Especially troubling here is her portrayal of idealized forms; her focus here is entirely on the body, not the mind or the imaginative expressiveness that differentiates men. Outside some elongated focuses on her boyfriend, none of the athletes photographed seem like distinct people, but rather are just running or jumping meat. Riefenstahl is no Thomas Eakins. She sees no spirituality in motion; her rowers are shot from the back more often than not; no internal liveliness is conveyed. And for all the fuss made about her background as a dancer, she shows none of the sensitivity and smaller moments which define the artistic peaks of that form; her ideal is a purely physical one defined by a masculinely characterized dominance and stoic poker faces. Her women are androgynous with hard expressions, and more delicate and characteristically feminine movements, such as many of the gymnastics events, were purposely cut out of the film.
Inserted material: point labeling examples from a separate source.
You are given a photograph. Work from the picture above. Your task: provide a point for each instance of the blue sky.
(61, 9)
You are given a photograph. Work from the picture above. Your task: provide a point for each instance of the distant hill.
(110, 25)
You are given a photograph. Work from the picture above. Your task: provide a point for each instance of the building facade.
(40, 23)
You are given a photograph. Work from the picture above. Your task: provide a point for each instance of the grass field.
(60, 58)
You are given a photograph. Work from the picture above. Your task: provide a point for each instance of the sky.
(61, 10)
The ability to capture the unexpected and the extended period of editing that documentary film offer as an advantage over fiction film hold no interest to Riefenstahl. All of her editing is done solely with the intent of manipulating the audience in the most shallow and superficial ways. A cloyingly melodramatic score runs throughout and each event is edited as a rapid series of repetitive actions, which she usually removes from context so as to deliver an aimless surge of adrenaline to the viewer.

To further this end, she cuts to crowd reaction shots, which traverse the spectrum from bored distraction to fervent screams punctuated by violent gesticulation. Far from offering a self-reflexive commentary or meditation on the rather tribal nature of spectatorship in such a setting, she uses these shots to color her previous rushes of motion with a simple and palpable emotion for the audience to feel. Granted, it is a bit excessive to ask for a critical view on the simplifying nature of crowds from the woman who was Hitler’s filmmaker. Were she possessed of such a capability for reflection she might’ve done the ethical thing like Fritz Lang and left before the complete downfall of Weimar Germany.
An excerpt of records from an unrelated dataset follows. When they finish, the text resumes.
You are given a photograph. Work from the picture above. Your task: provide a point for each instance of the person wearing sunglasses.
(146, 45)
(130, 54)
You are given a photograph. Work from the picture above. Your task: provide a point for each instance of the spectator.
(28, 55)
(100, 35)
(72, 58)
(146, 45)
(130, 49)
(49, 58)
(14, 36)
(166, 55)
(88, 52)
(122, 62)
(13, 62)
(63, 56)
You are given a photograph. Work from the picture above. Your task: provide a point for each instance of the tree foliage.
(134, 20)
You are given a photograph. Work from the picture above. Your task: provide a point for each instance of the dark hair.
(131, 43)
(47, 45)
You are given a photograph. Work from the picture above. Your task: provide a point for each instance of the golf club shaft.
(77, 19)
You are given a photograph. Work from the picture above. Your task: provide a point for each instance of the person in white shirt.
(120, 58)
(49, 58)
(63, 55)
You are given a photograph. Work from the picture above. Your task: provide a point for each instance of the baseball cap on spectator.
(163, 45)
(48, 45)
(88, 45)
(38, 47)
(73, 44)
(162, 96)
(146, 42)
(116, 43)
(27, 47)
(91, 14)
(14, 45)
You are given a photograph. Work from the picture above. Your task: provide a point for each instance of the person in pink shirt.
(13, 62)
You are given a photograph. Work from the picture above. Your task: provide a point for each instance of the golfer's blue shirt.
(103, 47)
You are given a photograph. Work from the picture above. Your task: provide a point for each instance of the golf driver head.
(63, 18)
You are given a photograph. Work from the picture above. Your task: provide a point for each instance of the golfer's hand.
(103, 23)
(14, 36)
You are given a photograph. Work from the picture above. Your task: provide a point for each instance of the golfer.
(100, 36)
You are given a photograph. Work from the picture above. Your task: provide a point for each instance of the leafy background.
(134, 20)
Though she comes up with a number of gimmicks like digging trenches to create smooth tracking shots and uses some time-worn tricks like reverse angle shots to liven up the repetitions, they still start to wear down even the most sports crazed viewer; this is no doubt part of why she decided to break it into two parts. Even split over several viewing periods, this is far too much of a technical exercise to inspire any more devotion than an uncritical appreciation of aesthetics; a joy at soulless mastery and animal appreciation of idealized forms. If World War II should have shown the world anything, its the dangerous nature of such a combination. It preys on the weaknesses of men’s minds, and tellingly this film’s greatest aesthetic legacy is in advertising. The innovations seen here are now used to create subconscious desire in the masses for Gatorade or underwear. Not unsuccessfully, but one would hope for art to aspire to higher realms than this.

Riefenstahl’s fiercely claims that she was thinking in artistic terms; but this intent doesn’t exonerate shallow art. After all, wasn’t Hitler convinced he was an artist at the academy?